- Born: July 1, 1949
- Died: October 22, 2023 (aged 74) Los Angeles, California, U.S.
- Genres: Pop; soul; blues; rock; country;
- Occupations: Musician; songwriter;
- Instrument: Bass guitar
- Years active: 1974–2023
- Labels: Geffen; Arista; A&M; EMI; Columbia;

= Gregg Sutton =

American musician (1949–2023)

Gregg Sutton (July 1, 1949 – October 22, 2023) was an American musician, songwriter, guitarist, singer, and bassist, who lived in Los Angeles. He was a member of the country rock band Lone Justice from 1985 to 1987, and wrote or co-wrote songs for other artists.

==Career==
Sutton joined Lone Justice as their bassist shortly after the release of their debut album, and appeared on their 1986 album Shelter.

Sutton wrote hits for Sam Brown ("Stop!"), Joe Cocker ("Tonight" and seven others) and contributed songs to Aurical, Tal Bachman, Matraca Berg, Bloodline, Joe Bonamassa, Ane Brun, Eric Burdon, Charles & Eddie, Papa John Creach, Shannon Curfman, Billy Ray Cyrus, John Farnham, Andy Griffith, Beth Hart, Jeff Healey, The Human League, Teresa James, Tom Jones, Lone Justice, Chris LeDoux, Del McCoury, Maria McKee, John McVie, Nelson, The Nighthawks, O-Town, Carla Olson, Thick Pigeon, Jason Ringenberg, Timothy B. Schmit, Percy Sledge, Heather Small, Ray Stevens, Curtis Stigers (together with Shelly Peiken), Andrew Strong, Swirl 360, Chris Thompson, and Edgar Winter.

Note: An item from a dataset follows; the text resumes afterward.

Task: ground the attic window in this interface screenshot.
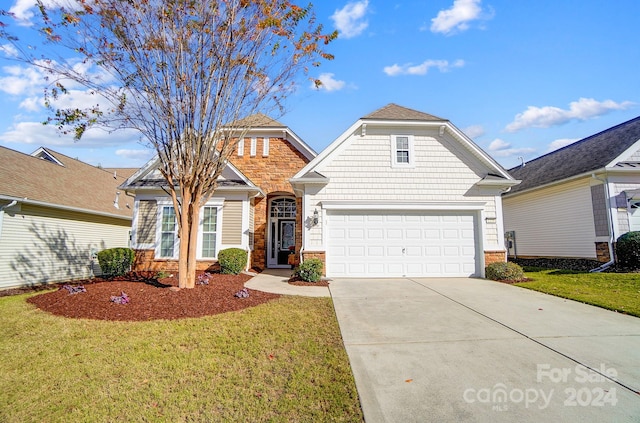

During the 1980s, he played bass for Bob Dylan on Real Live (1984). He also played bass for Barry Goldberg, Sass Jordan, Carla Olson, Mick Taylor, Dave Alvin, Coup de Grace, The Pets, KGB (along with Carmine Appice), Tony Gilkyson, Avery Sharpe and Katy Moffatt.

In 1979, Sutton was the musical director for Andy Kaufman's show at Carnegie Hall. He was also featured in the 1980 movie Andy Kaufman Plays Carnegie Hall and as an actor in the motion picture Man on the Moon, starring Jim Carrey. He appeared in the 2015 documentary Kaufman Lives.

Sutton had a sub-publishing deal with Supreme Songs Ltd, and several of his songs were used in a number of television series. He embarked on a UK and European tour in November 2019.

== Death ==
Sutton died on October 22, 2023, at the age of 74.